His earliest work - before Horton - was rich but dark, heavily impasted, the imagery that he was working towards not consistently or clearly expressed, as one would expect. I am convinced that it was Yorkshire, the breadth of its uncluttered views, the clarity of its hill forms, the bird life and flowers, that cleansed his palette, his life, and his spiritual being.

Until the mid-1960s, it was merely the summers that he spent in Yorkshire. By then his second son, Benjamin, had been born, in 1958, and Adams had been appointed Head of Painting at the Manchester College of Art. In 1970, following his dispute over the direction being taken by colleges of art, he resigned his post to live permanently in Horton.

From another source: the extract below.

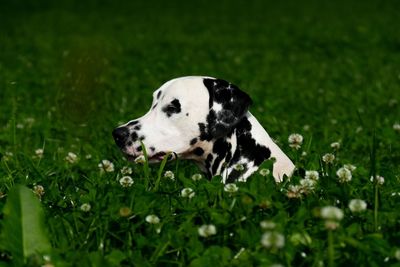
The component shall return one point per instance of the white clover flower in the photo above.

There was also his first visit to the Outer Hebrides in 1963 ("the most beautiful place I've ever seen", he said) and trips to Italy in 1966 and 1967. These experiences lightened his art and spiritual outlook still further. The Adamses bought a small house - a "shieling" - on the tiny Hebridean island of Scarp in 1969, visiting there over the following 10 years.

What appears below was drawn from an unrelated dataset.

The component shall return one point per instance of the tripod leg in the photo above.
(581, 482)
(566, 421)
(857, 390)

None the less, it was fundamentally Yorkshire that charmed out of him the side of his art that the majority find most appealing: the small watercolours that he produced in abundance, like leaves from a tree, throughout his career from the 1960s onwards. They are rapidly produced glimpses of nature, in Provence, Yorkshire, or the Hebrides (Adams was quite a traveller), of seas and olive groves, grasped in transience which nevertheless seem more than mere notes of a time of day or season - they are rooted in wider concerns.

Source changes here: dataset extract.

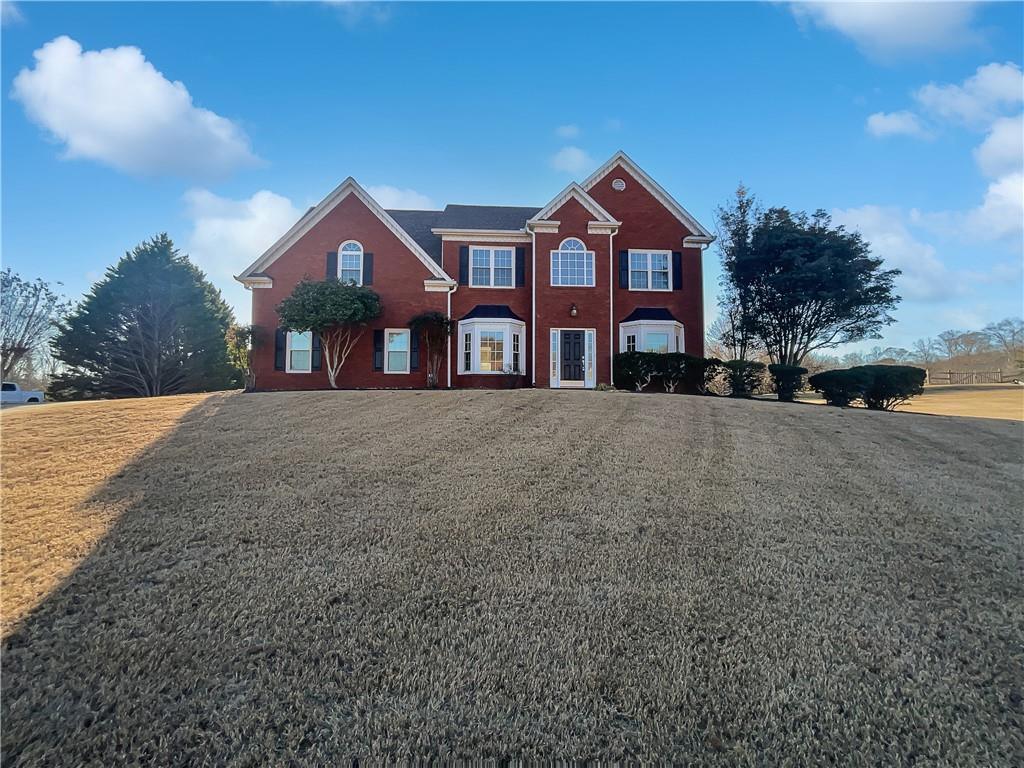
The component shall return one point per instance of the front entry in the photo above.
(572, 357)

To produce no more than these small "visual songs" could never completely satisfy an artist whose whole life was devoted to art. A few months before his death Adams spoke of Mathias Grünewald: "His great altarpiece at Colmar, in the Alsace, and the Arena Chapel paintings by Giotto, in Padua, are the greatest things I know and have always been an inspiration to me."

Norman Adams's more ambitious works seem to many to be too heavily and self-consciously designed. A troubling sense of the academic haunts them. This is pointed up by the academic jobs that he took - the prestigious professorship of painting at Newcastle University from 1981 until 1986 and, after being elected a Royal Academician in 1972, the post of Keeper of the Royal Academy from 1986 until his retirement.

He therefore moved back to London, with returns to Yorkshire until ill-health made them impossible. It is in Butts that I most vividly remember him. The (relatively) large studio that he built would be booming across the fields the music of Wagner or Bruckner. It was the stimulus to his creative ambition - but also a territorial claim, like the song of a blackbird or thrush. When I last met him there he was very frail and almost transparent; the studio itself was like a nest. Within the outer shell, or tree - if you like - of the outstretching music, he had constructed an inner sanctum from a tight circle of large oil-paintings on their easels.

Somewhat like Turner, one of the artists whom he most admired, Norman Adams lived an astutely conducted public and social life, balanced by an especially private one in his studio. This double life was, perhaps, emblemised in the axis of his work, on the one hand the big canvases and public commissions, on the other hand the small watercolours that place him among the finest English artists of his time. It was in his final years that he brought these two parts together, in a series of huge watercolours.